Using Linear Programming in a Business-to-Business Auction Mechanism
14 Pages Posted: 23 Jul 2002
Business to business interactions are largely centered around contracts for procurement or for distribution. Negotiations and sealed bid tendering are the most common techniques used for price discovery and generating the terms and conditions for contracts. Sealed bid tenders collect bids (that is private information between the two companies) and then pick a winning bid/s from among the submitted bids. The outcome of such interactions can be analyzed based on the theory of sealed bid auctions and have been studied extensively . In contrast, negotiations tend to be more dynamic where a buyer (supplier) might be interacting with several suppliers (buyers) simultaneously and the contractual terms being negotiated with one supplier might directly impact the negotiations with another.

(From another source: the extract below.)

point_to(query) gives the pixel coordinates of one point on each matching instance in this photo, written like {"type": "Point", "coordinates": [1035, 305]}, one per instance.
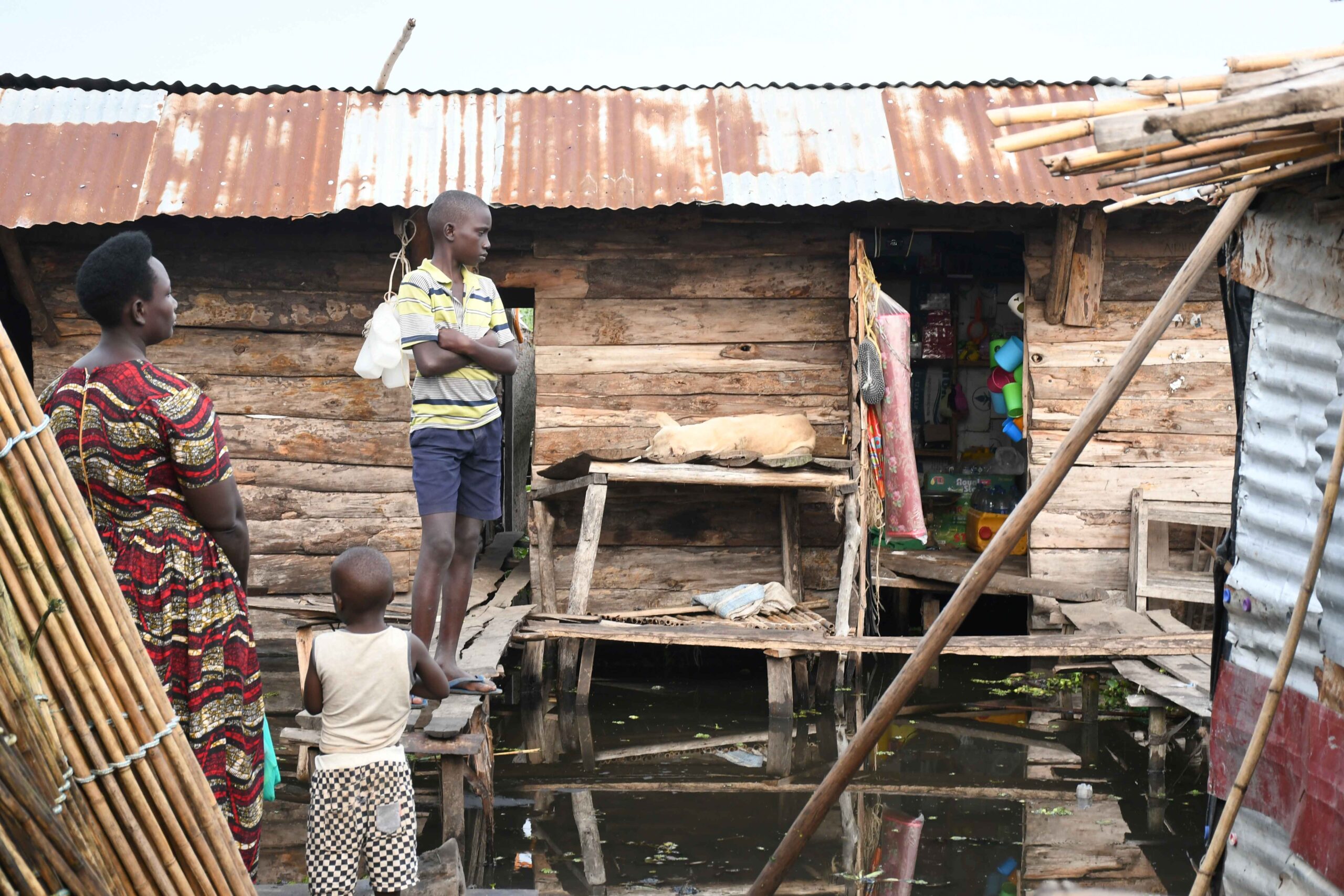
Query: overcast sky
{"type": "Point", "coordinates": [524, 44]}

An approach that is often used for this setting is to design an interactive mechanism where based on a "market signal" such as price for each item, the agents can propose bids based on a decentralized private cost model. A general setting for decentralized allocation is one where there are multiple agents with a utility function for the different resources and the allocation problem is to distribute the resources in an optimal way. A key difference from classical optimization is that the utility functions of the agents are private information and are not explicitly known to the decision maker. The key requirements for such a design to be practical are: (i) convergence to an "equilibrium solution" in a finite number of steps, and (ii) the "equilibrium solution" is optimal for each of the agents, given the market signal. One approach for implementing such mechanisms is the use of primal-dual approaches where the resource allocation problem is formulated as a linear program and the dual prices are used as market signals |2, 3, 8, 1, 4, 6|. Each agent can then use the dual price vector to propose a profit maximizing bid, for the next round, based on her private cost model. Here, the assumption is that the agents attempt to maximize their profits in each round. This assumption is referred to as the myopic best response |5|. In a procurement setting with a single buyer and multiple suppliers, the buyer uses a linear program to allocate her demand by choosing a set of cost minimizing bids and then use the dual price variables to signal the suppliers. In order to guarantee convergence a large enough price decrement is used on all non-zero dual prices in each iteration.
In this paper we explore an alternate design where, the market signal provided to each supplier is based on the current cost of procurement for the buyer. Each supplier is then required to submit new bid proposals that reduce the procurement cost (assuming other suppliers keep their bids unchanged) by some large enough decrement d > a. We show that, for each supplier, generating a profit maximizing bid that decreases the procurement cost for the buyer by at least d can be done in polynomial time. This implies that in designs where the bids are not common knowledge, each supplier and the buyer can engage in an "algorithmic conversation" to identify such proposals in a polynomial number of steps. In addition, we show that such a mechanism converges to an "equilibrium solution" where all the suppliers are at their profit maximizing solution given the cost and the required decrement d. At the heart of this design lies a fundamental sensitivity analysis problem of linear programming - given a linear program and its optimal solution, identify the set of new columns such that any one of these columns when introduced in the linear program reduces the optimum solution by at least d.